The benchmark is the total time to update 1 million of data. For rolling statistics, the window is 1 million and there are 2 million updates.

The significant performance improvement we saw in the proof of concept for the Rust bindings motivated us to integrate Rust into the stats module. In the following sections, we will dive into the technical details of how we called a Rust struct from Python and bind it into the stats module, as well as how we built Python wheels with the Rust bindings using Github Action CI.

Calling a Rust Struct from Python

To call a Rust struct from Python, we can use the PyO3 library, which enables the development of Python extensions in Rust.

PyO3 is a library for developing Python extensions in Rust. It provides Rust bindings for the Python C API and allows you to write Rust code that can be called from Python.

To use PyO3, we need to add it to our Cargo.toml file as a dependency, along with other dependencies such as watermill, bincode, and serde (we will cover that further).
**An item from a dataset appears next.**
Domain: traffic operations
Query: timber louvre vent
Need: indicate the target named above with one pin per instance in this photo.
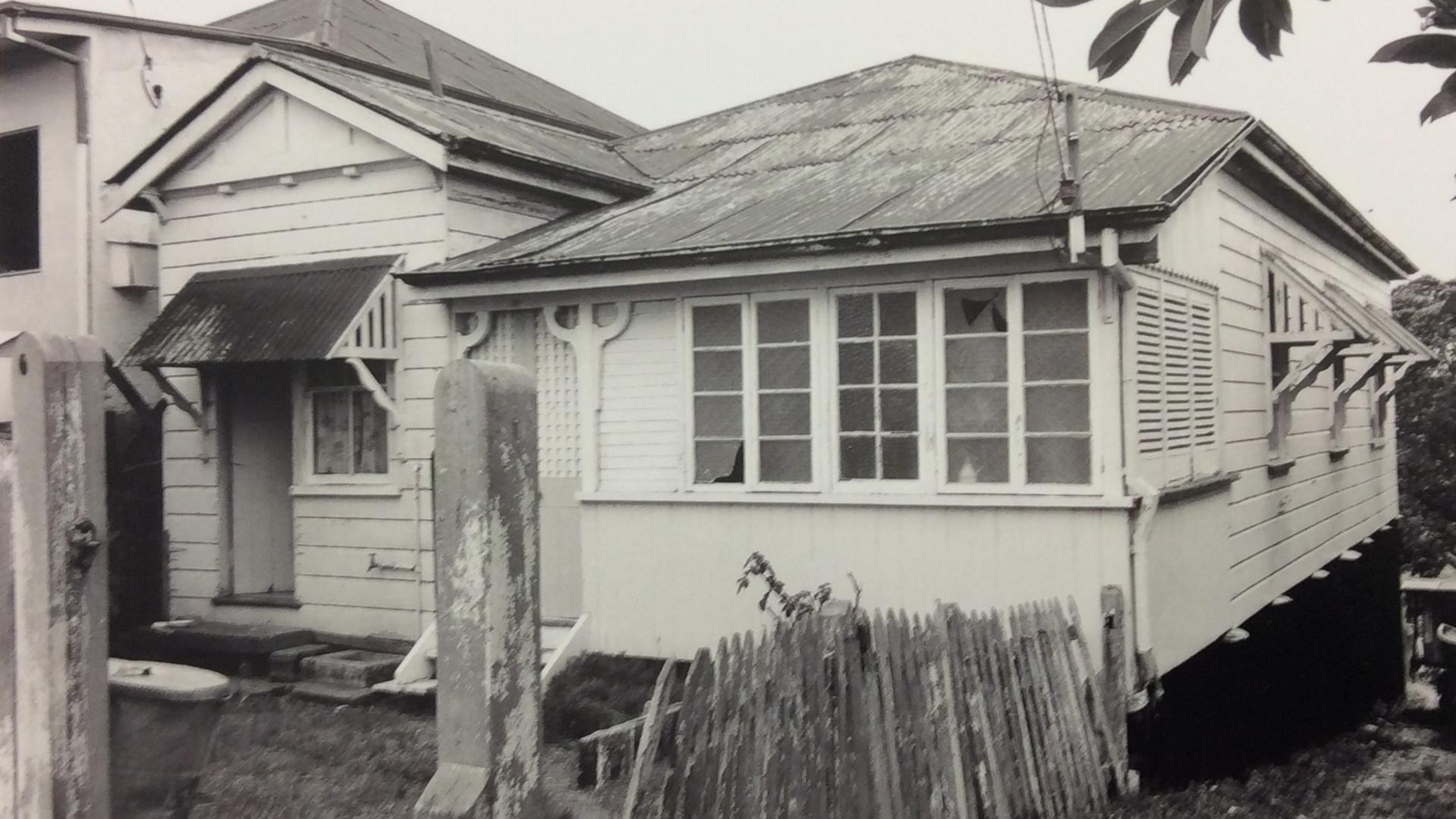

Our Cargo.toml file should look like this:

[package]
name = "river"
version = "0.1.0"
authors = ["Adil Zouitine <adilzouitinegm@gmail.com>"]
edition = "2021"

# See more keys and their definitions at https://doc.rust-lang.org/cargo/reference/manifest.html
[lib]
name = "river"
path = "rust_src/lib.rs"
crate-type = ["cdylib"]

[dependencies]
pyo3 = { version = "0.16.5", features = ["extension-module"] }
watermill = "0.1.0"
bincode = "1.3.3"
serde = { version = "1.0", features = ["derive"] }

Once you have added PyO3 as a dependency and annotated your Rust functions with the appropriate attributes (we will cover that further), you can use the PyO3library to create a Python extension module that can be imported into a Python script.

In a typical Rust project, the main source code directory is called src. However, in the Cargo.toml file shown above, the main source code directory has been renamed to rust_src. This is because the src directory confuse for River maintainers. By renaming the Rust source directory to rust_src and specifying this path in the Cargo.toml file, we can keep the Rust and Python source code separate and avoid any confusion. The lib.rs file, which contains the main code for the Rust crate, is located in the rust_src directory. By specifying the path element in the Cargo.toml file, the cargo build tool is able to locate and compile the crate’s source code, even if it is located in a directory other than the default src directory.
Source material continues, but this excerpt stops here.